Effect of molecular constitution and conformation on positron binding and annihilation in alkanes

TL;DR

This study uses a model-potential approach to analyze how molecular structure and conformation influence positron binding and annihilation in alkanes, revealing temperature-dependent effects and potential for probing molecular isomerization.

Contribution

The paper introduces a detailed calculation of positron binding energies in alkanes considering molecular conformation, highlighting the impact of structure on annihilation rates and resonance features.

Findings

More compact alkanes have higher positron binding energies.

Thermally averaged binding energies increase with temperature for larger alkanes.
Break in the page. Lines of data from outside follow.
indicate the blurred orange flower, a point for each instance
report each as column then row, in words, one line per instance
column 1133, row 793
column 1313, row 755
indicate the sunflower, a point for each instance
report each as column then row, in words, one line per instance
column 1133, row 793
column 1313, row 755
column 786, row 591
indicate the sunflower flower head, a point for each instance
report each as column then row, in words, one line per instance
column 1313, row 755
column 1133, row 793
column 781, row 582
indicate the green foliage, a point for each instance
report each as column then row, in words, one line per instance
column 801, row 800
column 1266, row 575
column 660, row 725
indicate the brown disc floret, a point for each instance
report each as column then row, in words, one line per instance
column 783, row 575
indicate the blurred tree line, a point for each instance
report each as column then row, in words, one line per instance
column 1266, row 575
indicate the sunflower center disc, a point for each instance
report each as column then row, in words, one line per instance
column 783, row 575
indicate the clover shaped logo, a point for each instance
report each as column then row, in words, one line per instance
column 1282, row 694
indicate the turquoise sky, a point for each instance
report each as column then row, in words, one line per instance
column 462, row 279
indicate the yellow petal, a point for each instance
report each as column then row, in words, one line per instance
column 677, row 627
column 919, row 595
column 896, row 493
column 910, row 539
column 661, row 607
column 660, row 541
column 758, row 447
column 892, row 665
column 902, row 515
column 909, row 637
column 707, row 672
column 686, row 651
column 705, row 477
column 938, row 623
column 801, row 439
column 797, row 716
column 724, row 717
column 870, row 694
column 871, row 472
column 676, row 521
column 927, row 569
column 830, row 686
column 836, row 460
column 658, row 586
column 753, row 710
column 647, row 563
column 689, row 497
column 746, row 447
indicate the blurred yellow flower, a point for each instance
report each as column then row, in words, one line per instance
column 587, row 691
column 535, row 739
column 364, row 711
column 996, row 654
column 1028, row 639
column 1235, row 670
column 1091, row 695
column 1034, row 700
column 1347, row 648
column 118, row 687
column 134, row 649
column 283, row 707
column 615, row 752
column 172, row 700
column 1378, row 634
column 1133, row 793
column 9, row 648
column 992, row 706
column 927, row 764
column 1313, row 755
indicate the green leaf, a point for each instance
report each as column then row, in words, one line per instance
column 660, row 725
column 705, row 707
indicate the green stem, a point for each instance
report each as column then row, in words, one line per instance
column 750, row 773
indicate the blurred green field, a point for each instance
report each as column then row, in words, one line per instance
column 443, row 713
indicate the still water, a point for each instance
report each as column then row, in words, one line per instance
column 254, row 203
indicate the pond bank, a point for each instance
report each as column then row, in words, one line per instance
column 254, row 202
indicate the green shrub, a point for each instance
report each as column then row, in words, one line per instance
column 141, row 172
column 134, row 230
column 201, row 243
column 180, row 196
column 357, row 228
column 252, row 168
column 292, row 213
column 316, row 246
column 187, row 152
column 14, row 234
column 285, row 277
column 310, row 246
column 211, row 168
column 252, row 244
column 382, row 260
Conformational changes affect vibrational Feshbach resonances in positron annihilation.

Abstract

The model-potential approach previously developed by the authors to study positron interactions with molecules is used to calculate the positron binding energy for $n$-alkanes (C$_n$H$_{2n+2}$) and the corresponding cycloalkanes (C$_n$H$_{2n}$). For $n$-alkanes, the dependence of the binding energy on the conformation of the molecule is investigated, with more compact structures showing greater binding energies. As a result, thermally averaged binding energies for larger alkanes ($n\gtrsim 9$) show a strong temperature dependence in the range of 100-600 K. This suggests that positron resonant annihilation can be used as a probe of rotational (trans-gauche) isomerization of $n$-alkanes. In particular, the presence of different conformers leads to shifts and broadening of vibrational Feshbach resonances in the annihilation rate, as observed with a trap-based low-energy positron beam.